Mit 'The Dress' folgt ein frühes Highlight. Sara Bianchin haucht die Zeile
All my monsters…
– und die Rockhal hält den Atem an. Ihr Gesang: Wahnsinn. Der Groove: schwer und dicht. Dazu ein ausuferndes, fast trotziges Gitarrengejamme, das an die Siebziger erinnert und in einer wahren Explosion endet.
'Immolation' rückt den Gesang noch stärker in den Mittelpunkt. Nur von gezupfter E-Gitarre begleitet, klagt Bianchin zunächst leise, dann heult ihre Stimme auf, während Schlagzeug und Bass mit voller Wucht einsetzen. Es folgt ein verspieltes, freies Solo – klassisch Messa: emotional, riskant, ergreifend.
Mit 'Reveal' schlagen die Italiener*innen die Brücke zum Hard Rock: das Riff ist schwer und direkt aus dem Lehrbuch von Black Sabbath entliehen, das folgende Rhythmusgewitter macht daraus eine moderne Doom-Hymne. Fuckin’ Hard Rock’n’Doom – kompromisslos, wuchtig, perfekt ausbalanciert.
Zum Abschluss erklingt 'Thicker Blood'. Ein sphärisches Synthie-Intro, ein sanftes „Ohu uhu“ aus dem Off, dann entfaltet sich eine bittersüße Stimmung. Bianchin’s Vibrato trägt jede Note mit feinem Gefühl, während die Band langsam in sich zusammenfällt – kein lauter Schluss, sondern ein leuchtendes Verklingen.

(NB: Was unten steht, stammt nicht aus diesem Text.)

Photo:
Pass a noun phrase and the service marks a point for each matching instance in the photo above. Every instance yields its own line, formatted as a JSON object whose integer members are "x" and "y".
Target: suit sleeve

Messa haben die Rockhal verzaubert.
Besetzung:
• Sara Bianchin - Gesang
• Rocco Toaldo - Schlagzeug
• Alberto Piccolo - Gitarre
• Marco Zanin - Bass
Paradise Lost
Als um kurz nach neun die Lichter erlöschen und die ersten Töne von 'Serpent On The Cross' ertönen, ist sofort klar: Paradise Lost sind zurück – und wie! Der Song vom neuen Album "Ascension" klingt live noch mächtiger als auf Platte, als wäre er ein verschollenes Juwel aus der "Shades Of God"-Ära. Nach wenigen Sekunden Gänsehaut. Nick Holmes growlt mit gereifter Autorität, Greg Mackintosh spielt sich gleich beim Opener ins Rampenlicht.

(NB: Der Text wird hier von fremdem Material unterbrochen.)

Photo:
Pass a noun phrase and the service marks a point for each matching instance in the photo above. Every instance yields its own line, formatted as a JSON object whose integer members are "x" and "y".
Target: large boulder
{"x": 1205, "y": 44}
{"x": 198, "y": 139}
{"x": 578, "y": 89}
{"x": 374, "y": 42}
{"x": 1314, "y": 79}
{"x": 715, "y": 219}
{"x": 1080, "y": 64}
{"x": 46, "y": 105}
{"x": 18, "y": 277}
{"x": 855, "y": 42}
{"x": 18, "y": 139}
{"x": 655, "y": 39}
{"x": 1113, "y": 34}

Mit 'Tragic Idol' und 'True Belief' folgen zwei Klassiker, die wie Brücken zwischen den Jahrzehnten wirken. Bei letzterem – dem einzigen Stück vom "Icon"-Album – branden die ersten echten Jubelstürme auf. Holmes, sonst oft stoisch, lässt ein zufriedenes Lächeln erkennen.
'One Second' entfaltet seine gothrockige Magie mit all dem Pathos, der 1997 so viele Fans spaltete, und 'Once Solemn' von "Draconian Times" bringt die Rockhal zum Beben. Mackintosh lässt seine Soli funkeln, das Publikum – sonst für luxemburgische Verhältnisse eher zurückhaltend – ist erstaunlich laut, agil und textsicher.
Mit 'Faith Divides Us – Death Unites Us' wird’s fast romantisch. Holmes bittet um Handylichter, und plötzlich glitzern hunderte kleine Sterne durch die Dunkelheit. Doom trifft auf Emotion – und es funktioniert perfekt.
'Pity The Sadness' greift dann tief in die Schatzkiste. Kein Song von "Gothic" oder "Lost Paradise", aber dieser Brocken aus den frühen 90ern schlägt ein wie eine Bombe. Das Publikum grölt mit, die Band grinst – man merkt: hier passiert etwas Besonderes.
Dann wird’s zäh, im besten Sinne: 'Beneath Broken Earth' wälzt sich in zentnerschwerem Tempo über die Halle, während 'Nothing Sacred' kurzzeitig Depeche Mode aufleben lässt. Holmes fragt nach Fans des "Host"-Albums – es bleibt still –, doch als die Synths einsetzen, wird plötzlich laut mitgesungen.
Und dann wieder pure Härte: 'Tyrant’s Serenade', ein weiterer neuer Song, zündet wie ein alter Hit. Holmes’ Growls sind kräftig, Mackintosh’ Leads glühen. Gut, dass Holmes diesmal auf Backing-Samples setzt, statt alles selbst zu singen – der Sound bleibt klar und druckvoll.
'Requiem', 'Mouth' und schließlich 'Say Just Words' bilden ein furioses Ende des Hauptsets. Spätestens bei letzterem gibt es kein Halten mehr:
Let me see your hands, Luxembourg!
ruft Holmes – und tatsächlich, alle klatschen, jubeln, schreien. Die Rockhal steht Kopf.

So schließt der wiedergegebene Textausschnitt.